I favor an equity position in any rescued financial organization. It is normal collateral for any loan, stock purchase or reasonable transaction conducted anywhere in the world, at any time in history. The value of the product or stake is always open to negotiation and is always open to scrutiny. Only through deception, stupidity, gullibility or ignorance is this rule broken.
Do you think people are not buying SUV's because they can't get a loan? Are GM employees losing their jobs because of GM's credit?
Is steel more expensive because Rio Tinto can't get a credit line to develop a new mine?
Is McDonald's credit line cut off with BOA for daily operating reasons, or was the credit line to allow franchises to expand their stores into the "premiere coffee" market the actual credit line that was rebuked? Given the fortunes of Starbucks recently, I'd say it was the expansion plans.
It's plain to see that the era of stupid debt is winding down. Even though the bailout comes with tighter regulations, the regulations should be coming regardless of whether money is involved, and indictments.
I don't have a particular political stance on the bailout but I do know down deep that I have had a great time over the past 15 years. About half of it was brains, timing and talent and the other half was blatant speculation, unheard of gobs of free money, extension of outrageous amounts of credit and tax breaks that would break a normal government (these are personal, I'm not commenting about society at large). Given my take on the situation above I believe the bailout will not actually fix the situation and yes, I totally expect hard times, stress and my personal situation to decrease in quality...maybe a lot of quality.
We will bear the costs in the same way, one way or another.
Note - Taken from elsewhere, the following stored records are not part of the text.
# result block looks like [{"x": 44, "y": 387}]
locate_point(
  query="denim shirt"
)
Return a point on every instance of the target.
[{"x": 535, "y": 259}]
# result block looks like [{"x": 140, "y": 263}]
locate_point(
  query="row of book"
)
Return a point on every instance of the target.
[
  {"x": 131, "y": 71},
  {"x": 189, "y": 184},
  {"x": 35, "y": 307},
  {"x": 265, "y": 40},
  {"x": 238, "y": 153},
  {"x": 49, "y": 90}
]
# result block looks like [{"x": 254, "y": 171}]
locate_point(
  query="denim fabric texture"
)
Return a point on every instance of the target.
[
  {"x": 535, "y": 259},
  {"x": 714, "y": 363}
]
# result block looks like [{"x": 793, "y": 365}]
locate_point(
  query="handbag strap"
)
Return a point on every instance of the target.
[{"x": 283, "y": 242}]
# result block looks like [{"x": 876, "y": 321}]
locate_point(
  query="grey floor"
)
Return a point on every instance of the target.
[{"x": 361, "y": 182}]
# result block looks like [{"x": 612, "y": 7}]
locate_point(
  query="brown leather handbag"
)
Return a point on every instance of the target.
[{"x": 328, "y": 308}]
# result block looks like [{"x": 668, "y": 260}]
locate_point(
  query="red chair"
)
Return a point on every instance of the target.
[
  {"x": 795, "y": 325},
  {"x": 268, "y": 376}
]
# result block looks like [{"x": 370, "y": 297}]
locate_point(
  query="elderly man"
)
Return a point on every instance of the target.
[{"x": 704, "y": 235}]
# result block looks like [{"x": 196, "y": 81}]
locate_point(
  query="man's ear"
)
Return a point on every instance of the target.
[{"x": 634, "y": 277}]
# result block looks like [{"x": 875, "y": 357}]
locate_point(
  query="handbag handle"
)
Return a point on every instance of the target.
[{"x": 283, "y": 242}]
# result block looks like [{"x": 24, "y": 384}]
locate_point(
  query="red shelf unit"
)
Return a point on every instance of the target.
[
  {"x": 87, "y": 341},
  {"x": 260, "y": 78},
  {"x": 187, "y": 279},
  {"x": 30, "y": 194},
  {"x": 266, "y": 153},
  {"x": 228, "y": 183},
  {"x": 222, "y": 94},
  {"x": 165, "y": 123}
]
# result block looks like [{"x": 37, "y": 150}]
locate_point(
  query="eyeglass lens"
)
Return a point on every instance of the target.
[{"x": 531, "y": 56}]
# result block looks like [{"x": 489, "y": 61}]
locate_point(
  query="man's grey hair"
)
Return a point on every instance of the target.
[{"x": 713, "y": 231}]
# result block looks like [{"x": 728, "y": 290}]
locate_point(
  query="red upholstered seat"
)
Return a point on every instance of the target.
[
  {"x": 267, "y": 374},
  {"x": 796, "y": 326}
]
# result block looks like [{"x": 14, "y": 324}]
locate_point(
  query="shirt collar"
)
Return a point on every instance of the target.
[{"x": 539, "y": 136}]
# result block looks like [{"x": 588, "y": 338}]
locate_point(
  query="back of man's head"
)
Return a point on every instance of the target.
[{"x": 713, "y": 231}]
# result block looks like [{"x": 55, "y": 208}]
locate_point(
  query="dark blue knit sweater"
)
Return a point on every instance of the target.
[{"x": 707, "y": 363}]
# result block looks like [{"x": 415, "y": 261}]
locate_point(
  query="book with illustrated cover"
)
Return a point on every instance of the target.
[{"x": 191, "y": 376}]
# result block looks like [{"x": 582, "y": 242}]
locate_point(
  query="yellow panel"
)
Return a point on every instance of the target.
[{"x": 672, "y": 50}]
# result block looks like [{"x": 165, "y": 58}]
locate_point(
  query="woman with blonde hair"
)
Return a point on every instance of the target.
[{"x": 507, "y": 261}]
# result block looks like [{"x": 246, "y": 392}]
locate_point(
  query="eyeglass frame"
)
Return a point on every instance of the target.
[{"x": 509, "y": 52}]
I am willing to bear those costs. I do not have anything, moreover, I was not stupid enough to pretend or think I should have something. My parents do not have much, but what they do have is paid for.
Sorry to you, your friends, and neighbors, but pumping 700 billion into a dead horse is still gonna leave you with a dead horse. And another unfathomable debt.
I have ZERO sympathy for those that got themselves into this. I wish nothing bad on them, but I do not believe they should be helped in any way.
I think we need to act, to act fast and most importantly to act correctly.
Bud and Kent correctly lay the blame for this mess on Gramm-Leach-Bliley. Repealing the usury laws didn't help much either.
Greg (grumphreys) provides a link to a reasonable, proven model for a solution. We're not the first country to have to deal with this. There's no reason to re-invent wheels - or to give away the store to the people whose greed got us into this.
Sweden came out of their mess somewhere between 2% down or slightly up, depending on whom you ask. The key ingredient, as Jody points out is providing rescue only in exchange for equity.
But Admiring Citizen has a point, too. Fail to act at all - and quickly - and we're in for a long, cold lonely winter.
Perhaps we'd be better off to reset this thing now rather than trying to prop it up. It may not be fun to live with in the short-term, but the markets do have a way of correcting themselves.
As to blame - believe the NY Times - which in 1999 published a story that the Clinton Administration was pushing Fannie to accept more risky loans and people with poor credit to get people in houses (that they shouldn't be). Now, being a conservative, it may have started there, but the Bush administration (which has been admittedly terrible) has done noting to change that - in fact, they probably profited from it as well. The article went on to predict that in financial hard times this would result in the mess we've been living with over the last year.
Can it get worse? Yes. and I believe it will (bailout or not). But I also believe the businesses in this economy, while struggling, are not doing as bad as the financial section and we'll weather the storm (or depression or recession or whatever you want to call it). The one thing I can't stand are these financial "experts" showing up on commentary shows scaring the common man with ideas of a depression when they don't know what the impact of this will be. It should have been voted down the first time - nobody deserves a blank check. They all seem like a bunch of crackheads looking for their next fix and $700 billion seems like it ought to do it.